Cidade da Praia, 12 Mar (Inforpress) – O ministro da Administração Interna, Paulo Rocha, garantiu hoje que a investigação criminal, sobre o caso do agente Hamilton Morais, morto em diligência em Outubro de 2019, está a seguir os seus trâmites normais.

“O caso do agente Hamilton foi um facto que decorreu fora da instituição, na via pública, houve uma intervenção rápida da Polícia Judiciária e do Ministério Público, há um inquérito criminal em curso, há um suspeito detido”, disse, adiantando que este é casos que não está ser investigada pela Policia Nacional.

“A Polícia Nacional não faz inquérito sobre esta questão em particular. As instituições judiciárias actuaram, há detidos e medidas em curso e nós não vamos investigar aquilo que está ser investigado a um outro nível”, acrescentou.

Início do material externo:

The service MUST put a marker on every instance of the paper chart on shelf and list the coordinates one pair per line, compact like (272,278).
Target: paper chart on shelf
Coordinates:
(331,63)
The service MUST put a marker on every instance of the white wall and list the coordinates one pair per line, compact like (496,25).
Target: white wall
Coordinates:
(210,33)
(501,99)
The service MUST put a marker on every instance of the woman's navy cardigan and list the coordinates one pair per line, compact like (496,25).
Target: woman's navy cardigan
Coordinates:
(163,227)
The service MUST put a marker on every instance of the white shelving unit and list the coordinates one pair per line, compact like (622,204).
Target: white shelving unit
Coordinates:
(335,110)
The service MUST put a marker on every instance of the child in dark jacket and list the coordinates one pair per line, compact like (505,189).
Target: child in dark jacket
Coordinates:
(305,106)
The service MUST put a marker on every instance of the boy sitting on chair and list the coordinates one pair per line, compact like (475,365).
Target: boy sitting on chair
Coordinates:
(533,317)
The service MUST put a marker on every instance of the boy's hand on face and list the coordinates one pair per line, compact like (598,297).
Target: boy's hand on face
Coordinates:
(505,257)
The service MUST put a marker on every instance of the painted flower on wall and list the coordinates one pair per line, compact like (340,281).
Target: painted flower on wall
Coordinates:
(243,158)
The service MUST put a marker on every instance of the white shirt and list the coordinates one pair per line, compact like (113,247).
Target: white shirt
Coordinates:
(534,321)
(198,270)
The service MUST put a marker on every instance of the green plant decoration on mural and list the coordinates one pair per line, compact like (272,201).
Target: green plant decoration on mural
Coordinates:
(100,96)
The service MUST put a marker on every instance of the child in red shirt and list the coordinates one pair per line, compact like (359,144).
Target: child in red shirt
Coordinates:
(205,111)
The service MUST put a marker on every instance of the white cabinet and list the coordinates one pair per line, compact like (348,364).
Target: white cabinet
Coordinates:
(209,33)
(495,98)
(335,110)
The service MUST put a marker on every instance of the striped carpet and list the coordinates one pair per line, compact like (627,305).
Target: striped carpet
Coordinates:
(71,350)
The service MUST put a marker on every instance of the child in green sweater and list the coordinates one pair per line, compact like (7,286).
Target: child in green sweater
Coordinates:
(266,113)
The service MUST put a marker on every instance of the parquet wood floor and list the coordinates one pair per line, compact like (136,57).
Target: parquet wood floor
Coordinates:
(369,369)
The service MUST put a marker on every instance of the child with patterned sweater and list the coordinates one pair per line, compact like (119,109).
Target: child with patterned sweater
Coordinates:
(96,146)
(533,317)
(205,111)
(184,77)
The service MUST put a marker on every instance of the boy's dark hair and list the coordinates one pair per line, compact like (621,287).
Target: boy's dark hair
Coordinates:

O agente Hamilton Morais foi morto no dia 29 de Outubro de 2019, após uma troca de tiros ocorrido durante uma diligência, para a intervenção junto de dois indivíduos que se encontravam armados e em situação muito suspeita na zona de Tira Chapéu, na cidade da Praia.

No dia 23 de Novembro um agente da Polícia Nacional, de 37 anos, foi detido pela Polícia Judiciária, como suspeito da autoria material do assassinato de Hamilton Morais, isto depois do director nacional da PN, Emanuel Estaline Moreno ter declaro que a morte do agente foi acidental.

Entretanto, no seu discurso, o ministro Administração Interna referenciou esse caso como um acontecimento que deve obrigar a um reflexão sobre a actuação policial e o papel que cada um tem, sobre aquilo que é necessário corrigir e sobre as responsabilidades que impendem sobre cada chefia, e também sobre as consequências.

“A responsabilidade deve ser assumida. É sempre das chefias. Costuma-se dizer que para o bem e para o mal. A idoneidade é um activo da PN. Temos o dever, assumimos o compromisso quando juramos solenemente, de preservá-la, temos de estar a altura de salvaguardá-la”, observou.

O governante acrescentou ainda que uma instituição de quase 150 anos e com um corpo de perto de 2.000 funcionário, que representa a autoridade do Estado não pode tolerar que a sua imagem seja posta em causa permanentemente.